And, really, the propeller I’m thinking of inventing
does whiz around.”
“But are you going to use a
tractor or pusher type?” Tom wanted to know.
“It’s a combination of
both,” answered Mr. Damon. “As it
is now, Tom, you have to get an aeroplane in pretty
speedy motion before it will rise from the ground,
don’t you?”
“Yes, of course. That’s
the principle on which an aeroplane rises and keeps
aloft, by its speed in the air. As soon as that
speed stops it begins to fall, or volplane, as we call
it.”
“Exactly.
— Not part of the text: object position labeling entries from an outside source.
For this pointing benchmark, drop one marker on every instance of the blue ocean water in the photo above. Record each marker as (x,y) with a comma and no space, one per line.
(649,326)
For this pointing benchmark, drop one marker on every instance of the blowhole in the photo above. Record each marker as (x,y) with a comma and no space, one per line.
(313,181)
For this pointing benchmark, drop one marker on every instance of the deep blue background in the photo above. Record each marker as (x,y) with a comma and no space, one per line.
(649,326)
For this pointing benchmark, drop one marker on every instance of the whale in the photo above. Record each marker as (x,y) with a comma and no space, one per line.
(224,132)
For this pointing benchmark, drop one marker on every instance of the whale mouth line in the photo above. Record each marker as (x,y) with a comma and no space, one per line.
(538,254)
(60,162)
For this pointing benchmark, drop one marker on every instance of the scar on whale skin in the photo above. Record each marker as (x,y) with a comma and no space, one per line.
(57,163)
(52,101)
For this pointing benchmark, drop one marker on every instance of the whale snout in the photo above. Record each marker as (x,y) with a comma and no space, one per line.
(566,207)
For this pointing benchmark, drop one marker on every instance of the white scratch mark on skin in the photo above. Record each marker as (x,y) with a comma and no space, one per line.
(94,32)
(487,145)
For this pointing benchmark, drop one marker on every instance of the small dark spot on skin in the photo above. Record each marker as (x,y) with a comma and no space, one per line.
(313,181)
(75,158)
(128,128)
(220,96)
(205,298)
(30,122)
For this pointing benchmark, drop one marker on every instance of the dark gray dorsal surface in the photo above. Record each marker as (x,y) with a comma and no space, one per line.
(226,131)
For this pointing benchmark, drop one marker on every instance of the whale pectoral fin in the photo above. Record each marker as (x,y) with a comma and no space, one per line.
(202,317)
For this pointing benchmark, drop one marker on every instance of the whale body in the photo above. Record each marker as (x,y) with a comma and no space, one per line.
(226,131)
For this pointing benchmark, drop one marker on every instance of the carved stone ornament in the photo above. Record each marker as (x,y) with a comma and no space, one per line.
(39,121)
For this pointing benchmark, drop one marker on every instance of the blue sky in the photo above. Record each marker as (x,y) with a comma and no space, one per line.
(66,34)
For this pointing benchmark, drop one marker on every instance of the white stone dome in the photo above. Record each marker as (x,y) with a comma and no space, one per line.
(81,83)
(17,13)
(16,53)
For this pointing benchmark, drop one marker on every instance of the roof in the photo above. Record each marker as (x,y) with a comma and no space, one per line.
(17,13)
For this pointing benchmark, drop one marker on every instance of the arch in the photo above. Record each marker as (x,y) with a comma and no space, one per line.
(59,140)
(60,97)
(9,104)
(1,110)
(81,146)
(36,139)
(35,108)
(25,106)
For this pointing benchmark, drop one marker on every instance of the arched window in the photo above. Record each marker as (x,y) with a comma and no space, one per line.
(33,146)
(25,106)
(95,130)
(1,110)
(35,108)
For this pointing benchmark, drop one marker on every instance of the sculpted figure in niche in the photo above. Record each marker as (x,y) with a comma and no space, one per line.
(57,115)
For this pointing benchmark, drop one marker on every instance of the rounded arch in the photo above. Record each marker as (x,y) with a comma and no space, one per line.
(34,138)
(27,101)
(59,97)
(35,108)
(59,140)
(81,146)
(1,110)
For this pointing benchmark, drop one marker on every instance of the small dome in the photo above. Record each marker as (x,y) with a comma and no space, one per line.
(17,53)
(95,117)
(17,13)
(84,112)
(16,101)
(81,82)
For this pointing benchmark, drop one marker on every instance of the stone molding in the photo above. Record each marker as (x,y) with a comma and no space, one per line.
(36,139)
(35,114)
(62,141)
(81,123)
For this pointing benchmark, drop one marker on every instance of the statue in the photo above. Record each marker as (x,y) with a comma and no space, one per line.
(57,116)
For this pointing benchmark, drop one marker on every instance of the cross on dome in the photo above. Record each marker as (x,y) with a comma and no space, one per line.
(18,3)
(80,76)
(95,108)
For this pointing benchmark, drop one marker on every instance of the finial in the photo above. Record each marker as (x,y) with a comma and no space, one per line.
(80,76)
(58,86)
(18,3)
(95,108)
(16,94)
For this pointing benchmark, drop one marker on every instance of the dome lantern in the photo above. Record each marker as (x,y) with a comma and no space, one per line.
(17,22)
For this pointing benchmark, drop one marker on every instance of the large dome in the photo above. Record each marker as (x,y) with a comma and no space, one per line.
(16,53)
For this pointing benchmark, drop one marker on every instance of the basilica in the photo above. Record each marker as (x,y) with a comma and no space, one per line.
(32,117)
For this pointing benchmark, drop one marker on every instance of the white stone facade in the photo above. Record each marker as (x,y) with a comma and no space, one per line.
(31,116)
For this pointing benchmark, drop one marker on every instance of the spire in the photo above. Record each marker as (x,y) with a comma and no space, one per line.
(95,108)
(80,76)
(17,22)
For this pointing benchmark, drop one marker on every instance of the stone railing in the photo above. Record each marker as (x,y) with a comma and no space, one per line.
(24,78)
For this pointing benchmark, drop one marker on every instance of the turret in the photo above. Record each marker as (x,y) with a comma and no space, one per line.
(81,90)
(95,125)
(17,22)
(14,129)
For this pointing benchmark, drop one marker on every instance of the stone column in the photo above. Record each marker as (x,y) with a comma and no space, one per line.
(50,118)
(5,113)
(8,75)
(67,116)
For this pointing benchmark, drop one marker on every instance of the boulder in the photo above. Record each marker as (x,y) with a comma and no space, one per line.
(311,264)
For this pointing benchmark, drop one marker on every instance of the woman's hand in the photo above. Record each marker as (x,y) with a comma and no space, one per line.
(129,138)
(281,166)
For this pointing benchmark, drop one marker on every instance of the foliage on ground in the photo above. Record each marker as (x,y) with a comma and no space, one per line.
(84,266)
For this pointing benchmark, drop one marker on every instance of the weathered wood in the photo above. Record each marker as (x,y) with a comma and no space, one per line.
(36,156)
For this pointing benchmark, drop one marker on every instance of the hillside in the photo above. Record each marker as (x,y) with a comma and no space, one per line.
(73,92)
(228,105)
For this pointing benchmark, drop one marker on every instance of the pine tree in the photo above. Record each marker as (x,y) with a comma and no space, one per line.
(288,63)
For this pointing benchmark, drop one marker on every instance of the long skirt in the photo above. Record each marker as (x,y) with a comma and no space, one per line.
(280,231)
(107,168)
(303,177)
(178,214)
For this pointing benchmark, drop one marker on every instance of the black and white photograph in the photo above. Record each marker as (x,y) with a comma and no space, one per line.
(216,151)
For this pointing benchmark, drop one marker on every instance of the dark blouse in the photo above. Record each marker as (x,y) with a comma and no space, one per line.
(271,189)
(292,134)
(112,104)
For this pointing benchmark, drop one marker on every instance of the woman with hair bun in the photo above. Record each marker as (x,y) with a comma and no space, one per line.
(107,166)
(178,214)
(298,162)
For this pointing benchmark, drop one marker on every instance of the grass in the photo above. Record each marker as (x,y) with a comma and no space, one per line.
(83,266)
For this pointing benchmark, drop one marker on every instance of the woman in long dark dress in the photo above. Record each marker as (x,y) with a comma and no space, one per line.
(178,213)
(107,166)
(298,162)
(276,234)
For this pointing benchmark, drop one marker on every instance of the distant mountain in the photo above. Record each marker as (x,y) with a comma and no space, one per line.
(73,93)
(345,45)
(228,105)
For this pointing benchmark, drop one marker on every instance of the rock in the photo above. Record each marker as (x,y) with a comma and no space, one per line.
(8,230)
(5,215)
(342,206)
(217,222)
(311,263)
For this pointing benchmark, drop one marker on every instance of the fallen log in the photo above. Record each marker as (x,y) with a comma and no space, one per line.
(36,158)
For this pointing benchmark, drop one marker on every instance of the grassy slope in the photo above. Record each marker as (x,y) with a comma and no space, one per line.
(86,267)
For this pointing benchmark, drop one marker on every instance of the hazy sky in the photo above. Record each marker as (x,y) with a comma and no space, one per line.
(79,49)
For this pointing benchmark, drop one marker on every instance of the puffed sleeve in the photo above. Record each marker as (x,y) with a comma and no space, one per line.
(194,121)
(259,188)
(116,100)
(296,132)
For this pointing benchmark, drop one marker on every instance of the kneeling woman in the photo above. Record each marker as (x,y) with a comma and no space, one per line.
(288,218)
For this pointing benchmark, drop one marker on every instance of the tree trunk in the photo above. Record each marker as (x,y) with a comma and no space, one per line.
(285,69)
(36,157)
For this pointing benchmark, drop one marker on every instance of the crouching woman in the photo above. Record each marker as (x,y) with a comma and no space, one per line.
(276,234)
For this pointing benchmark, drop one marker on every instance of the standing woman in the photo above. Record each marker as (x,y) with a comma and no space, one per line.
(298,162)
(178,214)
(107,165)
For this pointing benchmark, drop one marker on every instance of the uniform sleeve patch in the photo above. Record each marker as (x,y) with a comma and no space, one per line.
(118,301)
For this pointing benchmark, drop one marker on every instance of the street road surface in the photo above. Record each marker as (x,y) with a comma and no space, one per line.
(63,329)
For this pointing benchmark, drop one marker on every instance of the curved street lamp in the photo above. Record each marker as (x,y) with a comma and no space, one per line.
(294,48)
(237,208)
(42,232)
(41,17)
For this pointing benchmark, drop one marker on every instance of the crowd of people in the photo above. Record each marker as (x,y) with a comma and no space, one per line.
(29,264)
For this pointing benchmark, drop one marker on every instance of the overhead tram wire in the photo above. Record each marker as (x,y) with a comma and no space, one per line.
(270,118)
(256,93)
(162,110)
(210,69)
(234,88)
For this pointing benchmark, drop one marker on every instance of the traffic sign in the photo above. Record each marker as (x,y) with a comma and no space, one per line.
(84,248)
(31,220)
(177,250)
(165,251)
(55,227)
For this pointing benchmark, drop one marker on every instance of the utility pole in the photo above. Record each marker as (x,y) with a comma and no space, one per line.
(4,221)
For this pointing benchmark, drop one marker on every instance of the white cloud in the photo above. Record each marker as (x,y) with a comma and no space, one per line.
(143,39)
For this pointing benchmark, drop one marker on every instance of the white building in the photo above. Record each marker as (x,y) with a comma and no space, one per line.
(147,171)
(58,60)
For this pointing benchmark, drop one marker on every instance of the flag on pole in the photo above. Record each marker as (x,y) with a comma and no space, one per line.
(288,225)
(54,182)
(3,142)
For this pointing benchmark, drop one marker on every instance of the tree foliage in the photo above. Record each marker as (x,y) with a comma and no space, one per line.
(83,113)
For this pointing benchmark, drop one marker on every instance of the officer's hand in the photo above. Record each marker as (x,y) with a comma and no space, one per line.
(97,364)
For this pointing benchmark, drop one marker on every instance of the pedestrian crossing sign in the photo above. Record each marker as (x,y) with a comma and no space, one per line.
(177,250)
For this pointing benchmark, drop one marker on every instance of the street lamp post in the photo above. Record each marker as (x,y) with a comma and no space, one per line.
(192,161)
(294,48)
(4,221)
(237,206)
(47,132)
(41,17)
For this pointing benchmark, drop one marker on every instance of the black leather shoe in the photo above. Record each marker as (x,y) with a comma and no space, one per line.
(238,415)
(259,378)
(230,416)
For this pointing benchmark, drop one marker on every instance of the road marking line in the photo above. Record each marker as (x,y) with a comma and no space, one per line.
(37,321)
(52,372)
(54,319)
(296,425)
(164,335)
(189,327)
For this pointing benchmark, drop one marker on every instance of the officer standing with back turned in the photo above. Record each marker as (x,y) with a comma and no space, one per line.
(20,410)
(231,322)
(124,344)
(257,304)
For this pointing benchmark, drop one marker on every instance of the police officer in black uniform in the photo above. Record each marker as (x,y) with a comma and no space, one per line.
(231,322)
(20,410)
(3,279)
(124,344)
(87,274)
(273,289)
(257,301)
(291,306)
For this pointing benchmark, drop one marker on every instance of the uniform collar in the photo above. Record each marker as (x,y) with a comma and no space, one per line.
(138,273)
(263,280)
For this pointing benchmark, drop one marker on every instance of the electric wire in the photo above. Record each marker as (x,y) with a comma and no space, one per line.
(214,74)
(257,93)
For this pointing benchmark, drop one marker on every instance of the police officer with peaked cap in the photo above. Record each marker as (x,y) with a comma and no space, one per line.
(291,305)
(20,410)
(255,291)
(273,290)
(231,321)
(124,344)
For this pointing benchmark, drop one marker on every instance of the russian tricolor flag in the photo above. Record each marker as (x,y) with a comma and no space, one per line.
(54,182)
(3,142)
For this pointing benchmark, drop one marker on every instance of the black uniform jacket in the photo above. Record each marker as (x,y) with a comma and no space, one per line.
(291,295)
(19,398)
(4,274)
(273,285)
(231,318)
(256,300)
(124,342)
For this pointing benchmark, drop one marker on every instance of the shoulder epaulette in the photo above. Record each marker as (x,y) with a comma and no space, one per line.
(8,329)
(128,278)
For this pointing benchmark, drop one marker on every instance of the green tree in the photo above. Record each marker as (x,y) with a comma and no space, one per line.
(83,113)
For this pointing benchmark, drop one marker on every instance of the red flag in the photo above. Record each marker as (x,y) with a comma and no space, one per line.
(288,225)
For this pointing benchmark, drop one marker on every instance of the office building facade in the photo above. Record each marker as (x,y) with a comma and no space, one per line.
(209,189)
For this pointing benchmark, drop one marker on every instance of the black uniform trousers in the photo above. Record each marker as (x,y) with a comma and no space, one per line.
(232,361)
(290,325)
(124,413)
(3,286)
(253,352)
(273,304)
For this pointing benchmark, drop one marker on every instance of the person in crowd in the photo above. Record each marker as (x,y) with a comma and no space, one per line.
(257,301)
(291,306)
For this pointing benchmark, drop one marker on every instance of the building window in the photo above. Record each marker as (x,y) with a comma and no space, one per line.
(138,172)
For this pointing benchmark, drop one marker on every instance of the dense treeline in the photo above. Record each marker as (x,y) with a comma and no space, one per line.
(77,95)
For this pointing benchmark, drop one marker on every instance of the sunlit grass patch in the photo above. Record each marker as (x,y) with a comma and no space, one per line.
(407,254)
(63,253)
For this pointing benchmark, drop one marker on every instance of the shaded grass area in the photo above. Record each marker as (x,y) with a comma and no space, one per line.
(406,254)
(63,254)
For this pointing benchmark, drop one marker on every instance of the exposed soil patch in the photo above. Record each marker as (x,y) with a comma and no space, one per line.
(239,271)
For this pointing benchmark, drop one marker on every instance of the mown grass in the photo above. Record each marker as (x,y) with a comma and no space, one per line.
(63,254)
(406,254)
Now, instead
of having to depend on the speed of the aeroplane
for this, why not depend on the speed of the propeller
—in other words, the whizzer?”
“Well, we do,” said Tom,
a bit puzzled as to what his friend was trying to
get at. “If the propeller didn’t move
the airship wouldn’t rise—that is,
unless it’s of the balloon type.”
“What I mean,” said Mr.
Damon, “is to have an aeroplane that will move
in the air the same as a boat moves in the water.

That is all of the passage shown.